Yesterday, I made connections with two childhood friends. I am prone to looking up people from the past. Their names and faces pop in my head. All my senses come alive with a memory. Are they on Facebook? Can I Google and find them? How much I learn and benefit from the gifts of the internet!
I was an early comer to AOL and all things internet. I’d browse and push buttons. I had no fear. I found one friend, then two. With Facebook, I’ve found most of the friends whose memories flood my heart. Yesterday, thanks to a new feature on Facebook, I saw that a year ago yesterday I had posted about the death and home going of my mother’s oldest and dearest friend.
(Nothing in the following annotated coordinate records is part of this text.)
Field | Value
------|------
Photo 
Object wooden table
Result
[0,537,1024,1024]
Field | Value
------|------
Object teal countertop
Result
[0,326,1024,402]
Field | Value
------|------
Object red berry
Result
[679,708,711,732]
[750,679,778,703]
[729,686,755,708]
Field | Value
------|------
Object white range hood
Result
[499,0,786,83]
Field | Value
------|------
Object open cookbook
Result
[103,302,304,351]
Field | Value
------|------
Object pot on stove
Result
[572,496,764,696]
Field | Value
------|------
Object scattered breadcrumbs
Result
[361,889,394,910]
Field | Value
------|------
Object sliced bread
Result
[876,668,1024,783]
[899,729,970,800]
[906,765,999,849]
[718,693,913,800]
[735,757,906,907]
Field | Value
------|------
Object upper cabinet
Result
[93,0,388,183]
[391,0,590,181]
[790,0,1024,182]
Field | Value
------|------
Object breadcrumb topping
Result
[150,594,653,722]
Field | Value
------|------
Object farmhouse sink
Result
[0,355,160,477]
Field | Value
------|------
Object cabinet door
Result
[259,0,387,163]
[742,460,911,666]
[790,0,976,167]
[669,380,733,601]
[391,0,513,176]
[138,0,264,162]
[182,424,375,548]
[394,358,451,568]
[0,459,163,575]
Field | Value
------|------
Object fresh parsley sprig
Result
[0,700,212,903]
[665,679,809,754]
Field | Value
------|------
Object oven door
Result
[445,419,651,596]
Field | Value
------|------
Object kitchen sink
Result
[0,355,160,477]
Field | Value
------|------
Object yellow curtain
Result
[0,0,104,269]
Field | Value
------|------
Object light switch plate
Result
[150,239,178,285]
As children, they had played under a streetlight until the persistence of their mother’s voice called them inside. Her friend brought her to Jesus. Long before BFF, they were BFF’s… and now forever they are in heaven under the light of the Lord. I remembered her and her daughter, an occasional childhood playmate. I emailed and sent my love.
This picture has found its way to the internet. It is a picture of me at a Sunday School ice skating party at Prospect Park.
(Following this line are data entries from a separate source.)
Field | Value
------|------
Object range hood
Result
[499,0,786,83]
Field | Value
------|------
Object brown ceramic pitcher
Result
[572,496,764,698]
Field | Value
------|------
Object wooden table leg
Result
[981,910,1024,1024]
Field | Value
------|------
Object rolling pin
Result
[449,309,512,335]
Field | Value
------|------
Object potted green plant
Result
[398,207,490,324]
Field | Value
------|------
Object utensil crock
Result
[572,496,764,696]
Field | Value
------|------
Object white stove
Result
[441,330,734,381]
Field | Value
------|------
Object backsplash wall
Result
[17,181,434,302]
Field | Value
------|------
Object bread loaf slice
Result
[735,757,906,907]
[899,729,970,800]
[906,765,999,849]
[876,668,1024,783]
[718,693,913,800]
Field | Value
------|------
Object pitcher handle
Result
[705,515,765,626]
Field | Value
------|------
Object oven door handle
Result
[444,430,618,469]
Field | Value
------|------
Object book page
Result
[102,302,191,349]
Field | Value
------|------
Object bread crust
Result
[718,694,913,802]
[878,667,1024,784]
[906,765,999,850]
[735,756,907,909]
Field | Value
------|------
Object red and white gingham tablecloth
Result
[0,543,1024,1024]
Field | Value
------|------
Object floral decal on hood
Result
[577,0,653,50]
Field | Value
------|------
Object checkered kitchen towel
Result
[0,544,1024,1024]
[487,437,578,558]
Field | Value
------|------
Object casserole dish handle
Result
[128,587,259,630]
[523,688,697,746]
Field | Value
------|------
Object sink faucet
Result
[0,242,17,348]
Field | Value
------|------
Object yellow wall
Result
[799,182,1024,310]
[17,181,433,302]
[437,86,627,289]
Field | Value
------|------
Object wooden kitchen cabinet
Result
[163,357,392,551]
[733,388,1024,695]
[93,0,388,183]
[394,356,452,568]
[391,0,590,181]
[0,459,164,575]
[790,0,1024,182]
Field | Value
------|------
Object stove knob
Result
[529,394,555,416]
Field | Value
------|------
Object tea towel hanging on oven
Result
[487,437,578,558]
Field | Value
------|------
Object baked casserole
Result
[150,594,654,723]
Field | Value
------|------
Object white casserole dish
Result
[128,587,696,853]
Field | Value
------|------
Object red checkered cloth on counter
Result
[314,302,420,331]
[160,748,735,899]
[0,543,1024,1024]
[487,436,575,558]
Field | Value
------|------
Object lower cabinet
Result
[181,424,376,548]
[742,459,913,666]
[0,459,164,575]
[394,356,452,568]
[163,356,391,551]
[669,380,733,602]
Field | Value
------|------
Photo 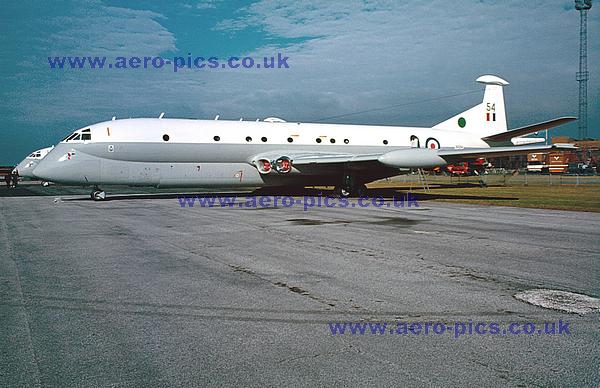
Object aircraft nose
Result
[33,160,56,181]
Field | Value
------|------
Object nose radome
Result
[33,158,56,181]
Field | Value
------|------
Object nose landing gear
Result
[90,185,106,201]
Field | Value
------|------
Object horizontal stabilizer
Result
[482,116,577,142]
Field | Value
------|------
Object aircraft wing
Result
[248,144,577,171]
[482,116,577,142]
[438,144,577,161]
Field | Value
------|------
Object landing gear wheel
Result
[335,185,367,197]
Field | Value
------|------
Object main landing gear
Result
[90,185,106,201]
[335,174,367,197]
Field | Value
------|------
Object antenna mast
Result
[575,0,592,139]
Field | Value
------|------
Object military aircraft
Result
[33,75,576,200]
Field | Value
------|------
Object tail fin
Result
[433,75,508,137]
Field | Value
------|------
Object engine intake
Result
[275,156,292,174]
[256,159,272,174]
[378,148,448,168]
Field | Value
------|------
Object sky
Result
[0,0,600,165]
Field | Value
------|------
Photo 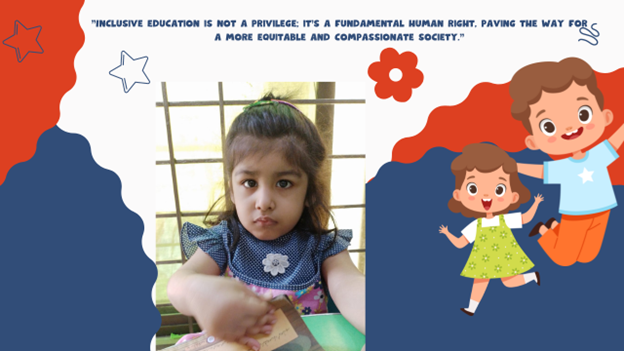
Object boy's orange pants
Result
[538,211,611,266]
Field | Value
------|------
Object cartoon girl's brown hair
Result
[448,143,531,218]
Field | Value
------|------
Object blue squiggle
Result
[578,23,600,46]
There I am, in the sweater my mother had knitted for me. I wanted a Norwegian sweater so badly. They were too expensive for a janitor’s paycheck. My mother having just taught herself to knit a few years before knitted that beautiful sweater for me. On my feet are the ice skates my dad had bought for me. They were bought brand new, at a store… a rare treat in my childhood. Weekly I’d go to Prospect Park in Brooklyn and try to skate. Soon I could skate. Well, sort of – I always drug one foot behind me afraid to pick both feet off the ice. Don't I look like the professional skater in this picture though. I seemed so happy.
The woman in the middle is a beloved Sunday School teacher. I’ve connected with her. I’ve told her how much she impacted my life. I told her how I still remember the Bible verses she had us memorize. I remember her sitting on a pew and teaching the class to one student, that was me. She recently told me she was proud of me. It warmed my heart like sunshine.
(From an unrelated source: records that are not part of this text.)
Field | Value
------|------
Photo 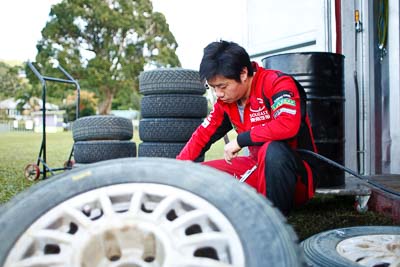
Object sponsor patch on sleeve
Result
[274,108,296,119]
[271,98,296,111]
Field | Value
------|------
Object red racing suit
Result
[177,63,316,204]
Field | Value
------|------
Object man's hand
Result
[224,138,242,164]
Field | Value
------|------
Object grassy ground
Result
[0,132,394,240]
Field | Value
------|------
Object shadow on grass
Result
[287,195,396,241]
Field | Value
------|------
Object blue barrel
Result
[262,52,345,188]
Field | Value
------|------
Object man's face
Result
[207,75,247,103]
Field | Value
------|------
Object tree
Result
[36,0,180,114]
[0,61,29,99]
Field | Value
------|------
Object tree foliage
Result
[32,0,180,114]
[0,61,29,99]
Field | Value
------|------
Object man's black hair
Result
[199,40,253,82]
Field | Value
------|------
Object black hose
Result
[297,149,400,196]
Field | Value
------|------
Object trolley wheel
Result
[64,159,75,169]
[24,163,40,181]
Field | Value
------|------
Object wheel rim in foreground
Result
[4,183,245,267]
[336,234,400,267]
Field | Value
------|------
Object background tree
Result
[0,61,30,99]
[30,0,180,114]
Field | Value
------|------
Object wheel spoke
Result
[13,254,69,267]
[99,194,115,217]
[32,230,73,244]
[129,191,144,215]
[170,210,208,231]
[64,207,92,229]
[177,233,229,258]
[152,196,179,222]
[6,184,244,267]
[173,257,233,267]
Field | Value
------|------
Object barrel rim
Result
[261,51,345,61]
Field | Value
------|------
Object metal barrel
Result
[262,52,345,188]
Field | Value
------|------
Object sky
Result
[0,0,245,69]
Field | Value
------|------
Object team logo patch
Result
[250,97,265,112]
[274,108,296,119]
[271,98,296,110]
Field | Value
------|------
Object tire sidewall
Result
[301,226,400,267]
[0,158,302,267]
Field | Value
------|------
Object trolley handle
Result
[27,61,81,118]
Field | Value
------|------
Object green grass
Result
[0,132,395,240]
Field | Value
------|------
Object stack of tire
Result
[72,115,136,164]
[138,68,207,161]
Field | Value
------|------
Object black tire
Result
[138,142,204,162]
[301,226,400,267]
[139,118,203,142]
[72,115,133,142]
[139,68,206,95]
[0,158,304,267]
[74,140,136,163]
[141,94,207,118]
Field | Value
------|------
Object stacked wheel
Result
[138,68,207,161]
[72,115,136,164]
The other girl, the one on the other side – she is someone who is not on Facebook. How could I connect with her? I remember her so well. She was the smart one. She was the one who could read a Nancy Drew book in an afternoon. She had them all. I owned but a few. Most books had to come from the Public Library in our house. She owned her books. They lined her headboard as trophies of her reading ability.
Several summers I rode the Long Island Railroad to her summerhouse. Somewhere far from Brooklyn, she and her mother would summer. Her Dad would stay in sweltering Brooklyn and come on the weekend. Many of my church friends summered there as well. This was another luxury a janitor’s salary couldn’t afford. I loved splashing in the ocean and jumping off rocks. The Long Island sand in my toes seemed so much softer, colder, and cleaner than the sands of Coney Island.
She’s not on Facebook. I’ve asked about her several times. I had heard she lives in New Jersey. Many a Brooklyn Norwegian lives in New Jersey. I have found many old friends there. Thanks to the internet, I have a phone number and address. But how do you call someone who you haven’t seen since you were children and say Guess who? I couldn’t. What if her memory wasn’t the same as mine? I’d be so disappointed. I disappoint and have my feelings easily hurt. Then I remembered another relic from the past, a letter.
Of course, I composed it on my laptop. I can’t imagine handwriting that much. I even found some old 37¢ stamps rolled up in a drawer. I put two of them on the letter. I never can remember how much a stamp costs. I use them so seldom. The short letter is on its way to New Jersey. I hope I hear from her.
New friends, old friends… I’m like that. If you are my friend, you may not be my BFF, that honor goes to one, but you’ll always be my friend forever. I am thinking about lots of friends this morning. Wondering about a few who I still haven’t found. Wondering if people remember me and wonder what ever happened to Joyce Johannesen. I sometimes wonder what happened to Joyce too.